Announcing the Results of the 2024 Competition for Threatened Cuban Scholars in the Humanities

Image: marino.png
Armando Mariño, Luggage, 2003

Last January, we circulated our second call for applications for the Mellon Visiting Fellows for Threatened Cuban Scholars in the Humanities. The purpose of this program is to help artists, writers, academics, and journalists from the island to continue their work in safety. This program will provide a temporary institutional base for scholars who face severe threats on the island because their work has challenged the status quo. These threats include the risk of persecution, incarceration, or banishment due to the scholar’s ideas, public interventions, or participation in peaceful demonstrations.

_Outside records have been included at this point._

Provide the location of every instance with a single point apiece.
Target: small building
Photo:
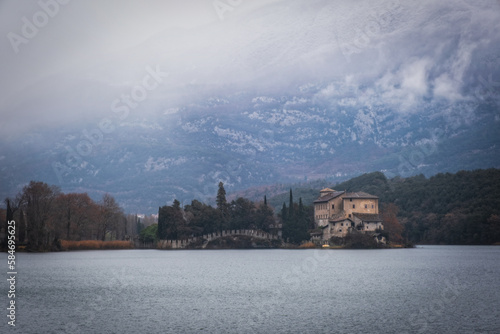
(337, 213)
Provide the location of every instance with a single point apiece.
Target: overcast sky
(61, 64)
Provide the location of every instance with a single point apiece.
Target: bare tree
(37, 201)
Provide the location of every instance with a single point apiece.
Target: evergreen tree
(291, 213)
(221, 197)
(223, 208)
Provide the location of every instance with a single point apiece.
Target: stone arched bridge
(206, 238)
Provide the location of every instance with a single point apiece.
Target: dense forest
(461, 208)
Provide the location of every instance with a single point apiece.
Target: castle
(338, 213)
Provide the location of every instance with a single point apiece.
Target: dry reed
(95, 244)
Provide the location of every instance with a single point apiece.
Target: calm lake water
(430, 289)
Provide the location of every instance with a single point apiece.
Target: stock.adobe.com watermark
(120, 108)
(30, 26)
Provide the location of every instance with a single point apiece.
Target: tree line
(461, 208)
(44, 216)
(197, 218)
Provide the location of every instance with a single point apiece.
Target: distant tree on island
(295, 221)
(44, 216)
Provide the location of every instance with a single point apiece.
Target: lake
(429, 289)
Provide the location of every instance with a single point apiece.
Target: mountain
(273, 93)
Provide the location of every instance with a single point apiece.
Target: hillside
(460, 208)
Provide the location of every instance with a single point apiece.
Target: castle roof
(329, 197)
(360, 194)
(367, 217)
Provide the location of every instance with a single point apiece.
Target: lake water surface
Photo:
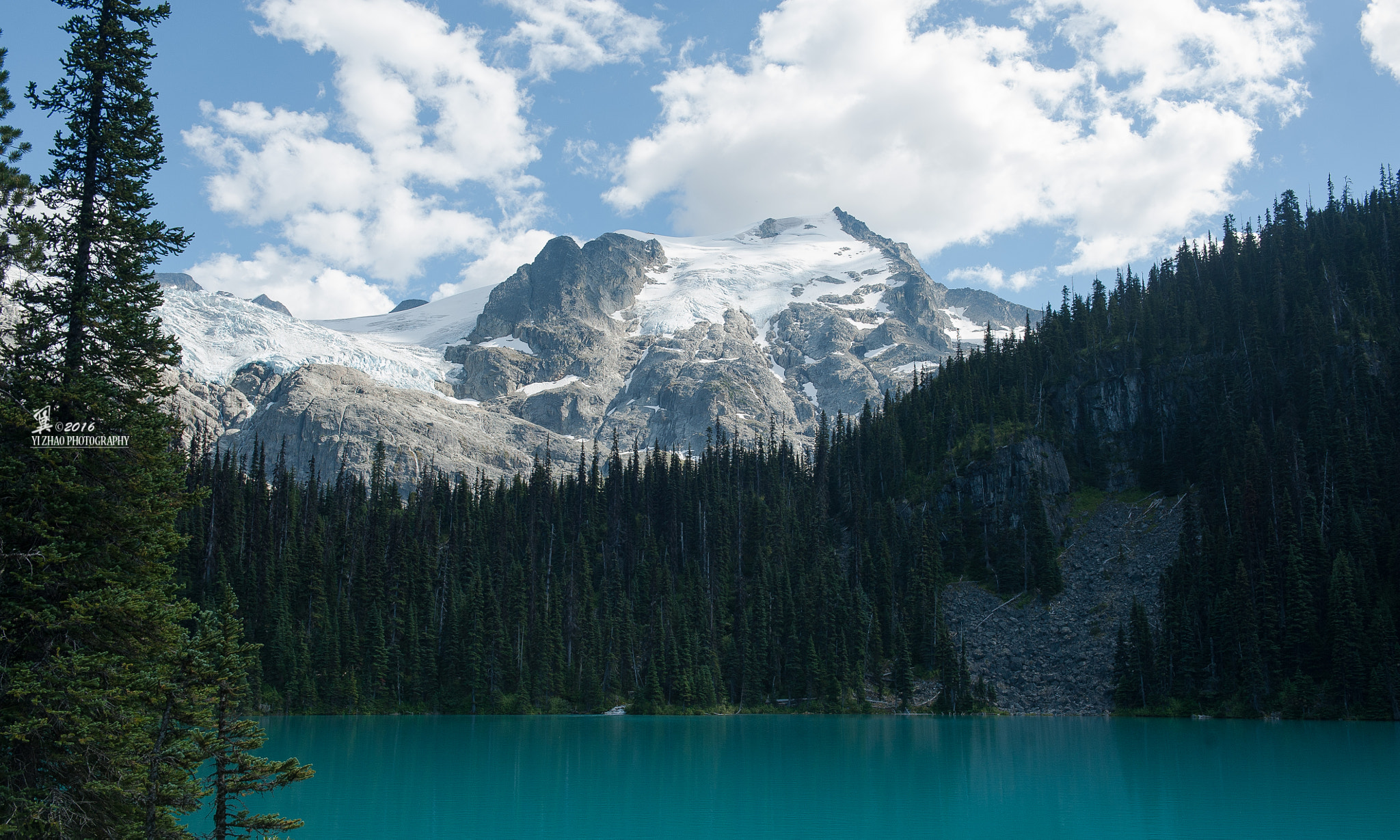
(842, 777)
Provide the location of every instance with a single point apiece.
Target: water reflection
(797, 776)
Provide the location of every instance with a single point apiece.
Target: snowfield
(221, 334)
(705, 276)
(800, 261)
(433, 325)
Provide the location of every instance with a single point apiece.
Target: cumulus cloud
(375, 185)
(995, 277)
(1381, 30)
(580, 34)
(958, 132)
(307, 287)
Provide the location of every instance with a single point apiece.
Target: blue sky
(343, 154)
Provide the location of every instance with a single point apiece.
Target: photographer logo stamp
(80, 435)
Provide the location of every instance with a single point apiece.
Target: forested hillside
(1255, 371)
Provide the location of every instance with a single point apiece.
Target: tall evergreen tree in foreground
(228, 740)
(100, 683)
(16, 188)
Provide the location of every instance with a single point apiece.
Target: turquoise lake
(848, 777)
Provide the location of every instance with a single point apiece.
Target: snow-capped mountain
(653, 338)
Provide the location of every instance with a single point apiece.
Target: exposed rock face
(1007, 478)
(1058, 657)
(271, 304)
(332, 412)
(980, 307)
(178, 280)
(618, 336)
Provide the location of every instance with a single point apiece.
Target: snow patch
(542, 387)
(221, 334)
(744, 271)
(433, 325)
(905, 370)
(971, 332)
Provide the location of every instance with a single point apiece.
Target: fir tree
(89, 612)
(230, 738)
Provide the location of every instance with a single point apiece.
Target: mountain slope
(649, 338)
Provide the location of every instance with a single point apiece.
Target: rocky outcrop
(980, 306)
(332, 414)
(1058, 657)
(1006, 479)
(561, 351)
(271, 304)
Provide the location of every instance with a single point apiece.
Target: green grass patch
(1083, 503)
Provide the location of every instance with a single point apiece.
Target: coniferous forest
(759, 574)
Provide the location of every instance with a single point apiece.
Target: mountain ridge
(645, 336)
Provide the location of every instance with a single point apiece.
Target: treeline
(646, 577)
(1255, 371)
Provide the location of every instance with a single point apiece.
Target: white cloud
(954, 133)
(995, 277)
(307, 287)
(580, 34)
(377, 185)
(500, 261)
(1381, 30)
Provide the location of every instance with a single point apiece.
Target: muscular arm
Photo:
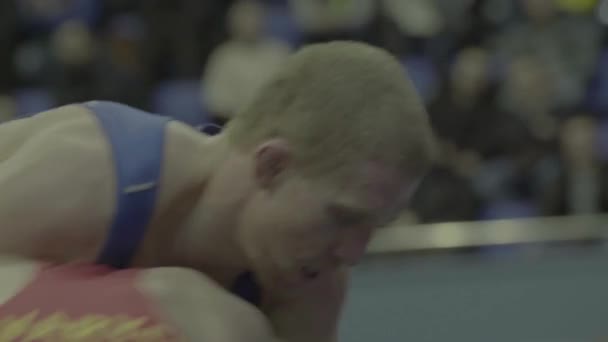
(313, 313)
(203, 311)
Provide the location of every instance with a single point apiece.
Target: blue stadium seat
(181, 100)
(602, 140)
(30, 101)
(87, 11)
(424, 74)
(596, 96)
(508, 209)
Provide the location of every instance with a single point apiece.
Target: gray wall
(560, 295)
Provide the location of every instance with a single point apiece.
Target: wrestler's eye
(344, 216)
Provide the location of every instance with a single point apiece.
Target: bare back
(195, 308)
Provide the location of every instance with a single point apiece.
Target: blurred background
(516, 89)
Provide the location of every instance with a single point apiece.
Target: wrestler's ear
(272, 158)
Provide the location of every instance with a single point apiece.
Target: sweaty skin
(194, 306)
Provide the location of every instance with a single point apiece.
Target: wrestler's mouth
(309, 273)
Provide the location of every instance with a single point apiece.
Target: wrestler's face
(295, 228)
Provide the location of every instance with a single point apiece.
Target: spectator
(528, 93)
(446, 194)
(240, 66)
(581, 184)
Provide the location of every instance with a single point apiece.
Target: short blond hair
(337, 104)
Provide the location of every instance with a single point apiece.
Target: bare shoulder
(203, 310)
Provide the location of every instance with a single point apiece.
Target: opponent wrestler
(93, 303)
(286, 197)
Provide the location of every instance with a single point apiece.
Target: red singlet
(82, 303)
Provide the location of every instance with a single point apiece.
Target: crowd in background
(517, 90)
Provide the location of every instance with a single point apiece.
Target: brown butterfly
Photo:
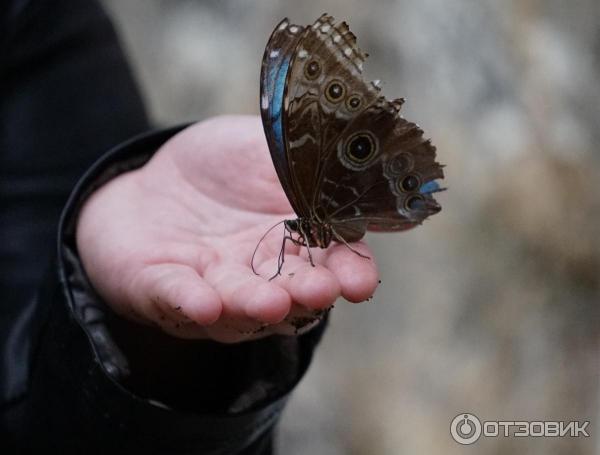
(347, 161)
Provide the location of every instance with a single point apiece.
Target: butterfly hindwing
(346, 158)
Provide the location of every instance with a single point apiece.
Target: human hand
(170, 244)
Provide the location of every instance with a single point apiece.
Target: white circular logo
(465, 428)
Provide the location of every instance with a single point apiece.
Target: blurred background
(492, 306)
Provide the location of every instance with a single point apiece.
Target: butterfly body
(347, 161)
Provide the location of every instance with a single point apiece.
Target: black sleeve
(73, 377)
(102, 383)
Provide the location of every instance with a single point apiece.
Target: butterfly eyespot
(399, 164)
(353, 103)
(415, 203)
(408, 183)
(335, 91)
(312, 69)
(360, 148)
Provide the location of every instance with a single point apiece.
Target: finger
(246, 295)
(175, 291)
(358, 276)
(313, 287)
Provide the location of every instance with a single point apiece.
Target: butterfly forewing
(344, 155)
(274, 72)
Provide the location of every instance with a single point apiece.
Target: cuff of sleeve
(114, 380)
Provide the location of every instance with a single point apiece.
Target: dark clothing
(73, 375)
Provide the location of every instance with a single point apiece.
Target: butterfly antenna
(258, 245)
(340, 239)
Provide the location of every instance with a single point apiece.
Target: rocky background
(492, 307)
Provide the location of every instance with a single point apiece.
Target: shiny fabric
(74, 377)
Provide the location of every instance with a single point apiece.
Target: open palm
(170, 243)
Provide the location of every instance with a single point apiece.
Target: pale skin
(170, 244)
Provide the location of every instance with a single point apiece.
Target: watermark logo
(467, 428)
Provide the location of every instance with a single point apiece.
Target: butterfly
(346, 159)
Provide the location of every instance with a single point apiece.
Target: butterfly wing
(273, 79)
(380, 175)
(353, 160)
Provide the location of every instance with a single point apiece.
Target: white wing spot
(264, 102)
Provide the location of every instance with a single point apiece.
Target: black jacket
(73, 375)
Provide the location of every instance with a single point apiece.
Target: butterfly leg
(306, 243)
(281, 258)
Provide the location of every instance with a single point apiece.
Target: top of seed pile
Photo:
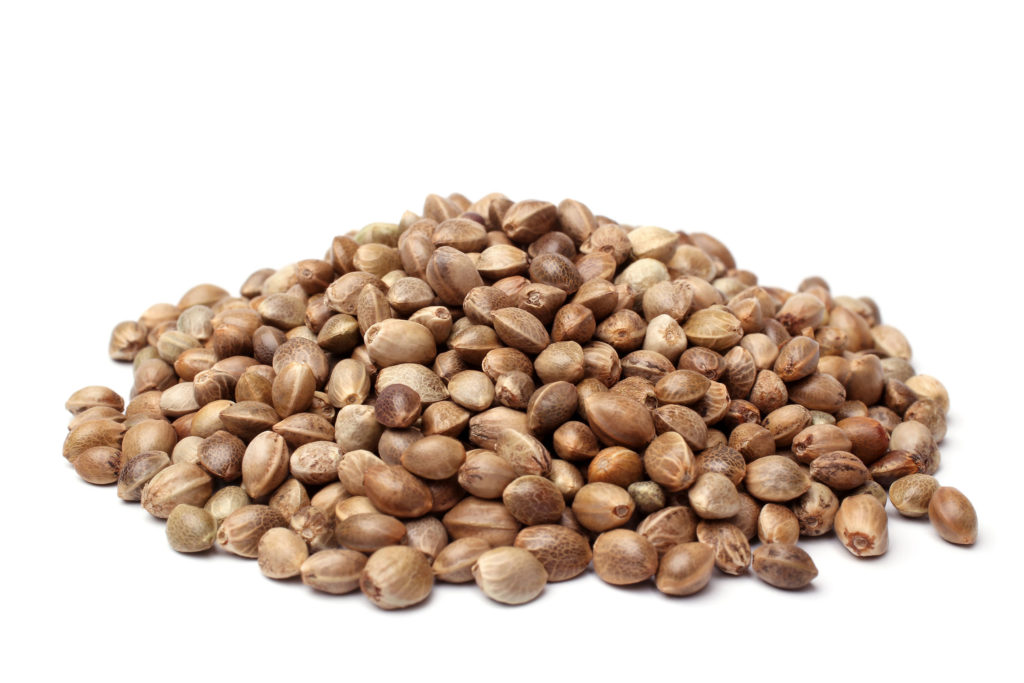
(509, 391)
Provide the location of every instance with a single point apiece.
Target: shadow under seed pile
(509, 392)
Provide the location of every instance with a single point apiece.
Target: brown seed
(550, 407)
(685, 568)
(397, 406)
(137, 471)
(369, 531)
(912, 494)
(798, 358)
(840, 470)
(520, 330)
(489, 520)
(221, 456)
(953, 516)
(336, 571)
(454, 563)
(281, 553)
(396, 577)
(669, 526)
(861, 525)
(752, 440)
(601, 506)
(617, 421)
(394, 491)
(190, 529)
(315, 463)
(523, 453)
(615, 465)
(732, 550)
(776, 479)
(525, 221)
(623, 557)
(264, 464)
(686, 423)
(292, 389)
(713, 496)
(816, 510)
(176, 484)
(783, 565)
(683, 386)
(99, 465)
(534, 500)
(777, 523)
(817, 440)
(395, 341)
(868, 438)
(434, 457)
(669, 462)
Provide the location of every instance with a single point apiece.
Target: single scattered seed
(783, 565)
(511, 575)
(953, 516)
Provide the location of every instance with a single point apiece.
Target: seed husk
(783, 565)
(335, 570)
(952, 516)
(563, 552)
(396, 577)
(281, 553)
(732, 550)
(623, 557)
(600, 506)
(240, 531)
(190, 528)
(685, 568)
(510, 575)
(861, 525)
(912, 494)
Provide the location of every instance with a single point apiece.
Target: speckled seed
(777, 523)
(369, 531)
(455, 562)
(713, 496)
(336, 571)
(281, 553)
(732, 550)
(861, 525)
(190, 529)
(563, 552)
(394, 491)
(953, 516)
(669, 526)
(397, 407)
(177, 483)
(840, 470)
(396, 577)
(685, 568)
(434, 457)
(226, 501)
(783, 565)
(623, 557)
(511, 575)
(911, 495)
(776, 479)
(600, 507)
(240, 531)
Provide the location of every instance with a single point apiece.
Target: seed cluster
(509, 392)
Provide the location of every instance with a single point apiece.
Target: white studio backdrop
(145, 147)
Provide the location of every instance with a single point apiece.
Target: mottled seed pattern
(509, 393)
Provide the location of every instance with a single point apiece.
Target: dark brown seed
(783, 565)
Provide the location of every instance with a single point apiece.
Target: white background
(148, 146)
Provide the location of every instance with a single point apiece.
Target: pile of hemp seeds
(509, 392)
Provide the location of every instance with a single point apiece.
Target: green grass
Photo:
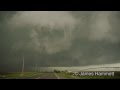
(64, 75)
(17, 75)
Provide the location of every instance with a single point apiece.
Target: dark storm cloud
(59, 38)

The following persons were selected to be fellows in residence at CRI for the academic year 2024–25:

  • Carolina Barrero, art historian currently living in Spain, "Chronicles of the Year of the Protests: Testimonies of Cuban Resistance" (journalistic book project about the events of 2021 in Cuba)
  • Celia Irina González, visual artist and anthropologist currently living in Mexico, "Mutating before the Total Caribbean" (ethnographic book project about the artistic practices of Cuban artists who have recently moved to Miami)
  • Camila Lobón, visual artist currently living in the U.S., "The Way of the Virgin" (graphic novel about a Cuban woman who migrated from Chile to the U.S. in 2021)
  • Yoe Suárez, journalist currently living in the U.S., "Christian Ethics vs. Totalitarianism in Cuba" (bibliographic research project)

We look forward to hosting the visits of these fellows between August 2024 and May 2025.